During each iteration of the loop, we:

* pass the input, previous hidden and previous cell states ($y_t, s_{t-1}, c_{t-1}$) into the decoder
* receive a prediction, next hidden state and next cell state ($\hat{y}_{t+1}, s_{t}, c_{t}$) from the decoder
* place our prediction, $\hat{y}_{t+1}$/output in our tensor of predictions, $\hat{Y}$/outputs
* decide if we are going to "teacher force" or not
* if we do, the next input is the ground-truth next token in the sequence, $y_{t+1}$/trg[t]
* if we don't, the next input is the predicted next token in the sequence, $\hat{y}_{t+1}$/top1, which we get by doing an argmax over the output tensor
Once we've made all of our predictions, we return our tensor full of predictions, $\hat{Y}$/outputs.

**Note:** our decoder loop starts at 1, not 0. This means the 0th element of our outputs tensor remains all zeros.
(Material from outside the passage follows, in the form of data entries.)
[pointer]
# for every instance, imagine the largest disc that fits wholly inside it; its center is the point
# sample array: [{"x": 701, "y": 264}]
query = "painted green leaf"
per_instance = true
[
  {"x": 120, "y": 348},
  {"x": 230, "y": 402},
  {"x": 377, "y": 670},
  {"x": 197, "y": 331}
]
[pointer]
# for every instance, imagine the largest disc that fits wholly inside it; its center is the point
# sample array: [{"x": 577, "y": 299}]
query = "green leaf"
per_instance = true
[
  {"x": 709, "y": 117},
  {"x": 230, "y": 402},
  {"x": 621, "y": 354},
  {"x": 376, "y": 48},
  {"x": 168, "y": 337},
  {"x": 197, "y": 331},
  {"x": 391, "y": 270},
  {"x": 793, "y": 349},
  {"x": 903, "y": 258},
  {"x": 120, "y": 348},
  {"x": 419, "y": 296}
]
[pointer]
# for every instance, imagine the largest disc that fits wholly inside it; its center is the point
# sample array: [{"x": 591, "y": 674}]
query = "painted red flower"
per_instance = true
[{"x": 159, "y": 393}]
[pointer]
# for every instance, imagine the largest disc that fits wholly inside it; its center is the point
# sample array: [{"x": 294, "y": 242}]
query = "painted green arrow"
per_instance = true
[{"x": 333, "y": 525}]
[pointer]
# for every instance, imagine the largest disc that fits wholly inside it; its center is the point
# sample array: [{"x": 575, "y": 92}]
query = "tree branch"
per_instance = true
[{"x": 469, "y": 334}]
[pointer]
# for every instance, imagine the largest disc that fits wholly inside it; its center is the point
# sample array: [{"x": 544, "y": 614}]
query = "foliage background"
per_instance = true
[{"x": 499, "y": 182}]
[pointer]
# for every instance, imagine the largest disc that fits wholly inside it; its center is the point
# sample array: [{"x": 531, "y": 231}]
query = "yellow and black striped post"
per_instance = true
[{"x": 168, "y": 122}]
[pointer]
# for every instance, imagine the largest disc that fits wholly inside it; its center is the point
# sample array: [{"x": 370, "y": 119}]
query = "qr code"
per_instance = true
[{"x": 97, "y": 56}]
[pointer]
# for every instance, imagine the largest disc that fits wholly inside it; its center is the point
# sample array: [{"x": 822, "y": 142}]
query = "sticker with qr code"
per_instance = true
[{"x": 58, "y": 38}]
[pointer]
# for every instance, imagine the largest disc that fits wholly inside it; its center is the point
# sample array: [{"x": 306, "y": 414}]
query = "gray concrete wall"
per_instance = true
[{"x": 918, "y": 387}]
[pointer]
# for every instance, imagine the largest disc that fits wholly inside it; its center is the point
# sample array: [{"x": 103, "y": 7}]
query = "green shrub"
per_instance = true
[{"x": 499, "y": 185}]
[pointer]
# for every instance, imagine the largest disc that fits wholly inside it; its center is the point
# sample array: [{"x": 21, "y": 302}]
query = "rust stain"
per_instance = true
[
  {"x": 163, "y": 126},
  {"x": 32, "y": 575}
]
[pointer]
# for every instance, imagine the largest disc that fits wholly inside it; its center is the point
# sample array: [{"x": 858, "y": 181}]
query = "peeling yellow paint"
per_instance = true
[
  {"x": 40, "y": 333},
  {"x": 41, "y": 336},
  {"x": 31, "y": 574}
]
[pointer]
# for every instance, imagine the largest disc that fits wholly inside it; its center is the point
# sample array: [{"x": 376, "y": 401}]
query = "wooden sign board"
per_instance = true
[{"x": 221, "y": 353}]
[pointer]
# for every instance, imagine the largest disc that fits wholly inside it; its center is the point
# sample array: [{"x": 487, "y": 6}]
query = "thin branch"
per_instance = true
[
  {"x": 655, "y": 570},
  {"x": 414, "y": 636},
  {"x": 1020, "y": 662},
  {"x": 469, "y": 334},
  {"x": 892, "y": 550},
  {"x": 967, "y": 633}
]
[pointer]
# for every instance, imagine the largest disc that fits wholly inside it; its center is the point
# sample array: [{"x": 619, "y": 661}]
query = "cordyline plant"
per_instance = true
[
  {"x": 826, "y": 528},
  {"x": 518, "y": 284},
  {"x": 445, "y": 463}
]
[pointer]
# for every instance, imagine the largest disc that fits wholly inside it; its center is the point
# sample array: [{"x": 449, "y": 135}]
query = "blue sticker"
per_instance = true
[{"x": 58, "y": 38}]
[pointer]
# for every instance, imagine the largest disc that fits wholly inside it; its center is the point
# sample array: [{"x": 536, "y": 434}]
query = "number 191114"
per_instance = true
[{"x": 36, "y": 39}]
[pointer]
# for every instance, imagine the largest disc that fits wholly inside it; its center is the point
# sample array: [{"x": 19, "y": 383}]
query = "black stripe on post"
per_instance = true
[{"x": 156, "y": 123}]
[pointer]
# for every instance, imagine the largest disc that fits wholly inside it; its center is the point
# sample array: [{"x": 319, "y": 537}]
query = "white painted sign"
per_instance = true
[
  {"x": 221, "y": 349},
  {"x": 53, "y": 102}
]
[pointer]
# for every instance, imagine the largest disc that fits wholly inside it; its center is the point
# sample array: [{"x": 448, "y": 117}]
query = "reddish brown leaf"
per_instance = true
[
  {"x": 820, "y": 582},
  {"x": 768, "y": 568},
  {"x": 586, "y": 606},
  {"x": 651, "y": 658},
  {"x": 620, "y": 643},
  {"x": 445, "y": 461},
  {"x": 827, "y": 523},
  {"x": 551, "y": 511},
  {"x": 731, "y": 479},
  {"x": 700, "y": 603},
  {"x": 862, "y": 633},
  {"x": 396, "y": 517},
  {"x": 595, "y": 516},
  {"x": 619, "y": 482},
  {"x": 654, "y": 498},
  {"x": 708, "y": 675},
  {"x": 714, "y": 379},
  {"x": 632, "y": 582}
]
So our trg and outputs look something like:

$$\begin{align*}
\text{trg} = [<sos>, y_1, y_2, y_3, <eos>]\\
\text{outputs} = [0, \hat{y}_1, \hat{y}_2, \hat{y}_3, <eos>]
\end{align*}$$
Later on when we calculate the loss, we cut off the first element of each tensor to get:

$$\begin{align*}
\text{trg} = [y_1, y_2, y_3, <eos>]\\
\text{outputs} = [\hat{y}_1, \hat{y}_2, \hat{y}_3, <eos>]
\end{align*}$$

In [50]:
class Seq2Seq(nn.Module):
    def __init__(self, encoder, decoder, device):
        super(Seq2Seq, self).__init__()
        
        self.encoder = encoder
        self.decoder = decoder
        self.device = device
        
        assert encoder.hid_dim == decoder.hid_dim, \
            "Hidden dimensions of encoder and decoder must be equal!"
        assert encoder.n_layers == decoder.n_layers, \
            "Encoder and decoder must have equal number of layers!"
        
    def forward(self, src, trg, teacher_forcing_ratio=0.5):
        #src = [src len, batch size]
        #trg = [trg len, batch size]
        #teacher_forcing_ratio is probability to use teacher forcing
        #e.g. if teacher_forcing_ratio is 0.75 we use ground-truth inputs 75% of the time
        
        batch_size = trg.shape[1]
        trg_length = trg.shape[0]
        trg_vocab_size = self.decoder.output_dim
        
        #tensor to store decoder outputs
        outputs = torch.zeros(trg_length, batch_size, trg_vocab_size).to(self.device)
        
        #last hidden state of the encoder is used as the initial hidden state of the decoder
        hidden, cell = self.encoder(src)
        
        #first input to the decoder is the <sos> token
        input = trg[0,:]
        #print(f"decoder input in training: {input}")
        #print(f"input shape: {input.shape}")
        
        for t in range(1, trg_length):
            #insert input token embedding, previous hidden and previous cell states
            #receive output tensor (predictions) and new hidden and cell states
            output, hidden, cell = self.decoder(input, hidden, cell)
            
            #place predictions in a tensor holding predictions for each token
            outputs[t] = output
            
            #decide if we are going to use teacher forcing or not -- check this
            teacher_force = random.random() < teacher_forcing_ratio
            
            #get the highest predicted token from our predictions
            top1 = output.argmax(1) 
            
            #if teacher forcing, use actual next token as next input
            #if not, use predicted token
            input = trg[t] if teacher_force else top1
            
        return outputs

# Training Seq2Seq model

* The input and output dimensions are defined by the size of the vocabulary. 
* The embedding dimesions and dropout for the encoder and decoder can be different, but the number of layers and the size of the hidden/cell states must be the same.



In [51]:
INPUT_DIM = len(SRC.vocab)
OUTPUT_DIM = len(TRG.vocab)
ENC_EMB_DIM = 256
DEC_EMB_DIM = 256
HID_DIM = 512
N_LAYERS = 2
ENC_DROPOUT = 0.5
DEC_DROPOUT = 0.5
LEARNING_RATE = 0.01

enc = Encoder(INPUT_DIM, ENC_EMB_DIM, HID_DIM, N_LAYERS, ENC_DROPOUT)
dec = Decoder(OUTPUT_DIM, DEC_EMB_DIM, HID_DIM, N_LAYERS, DEC_DROPOUT)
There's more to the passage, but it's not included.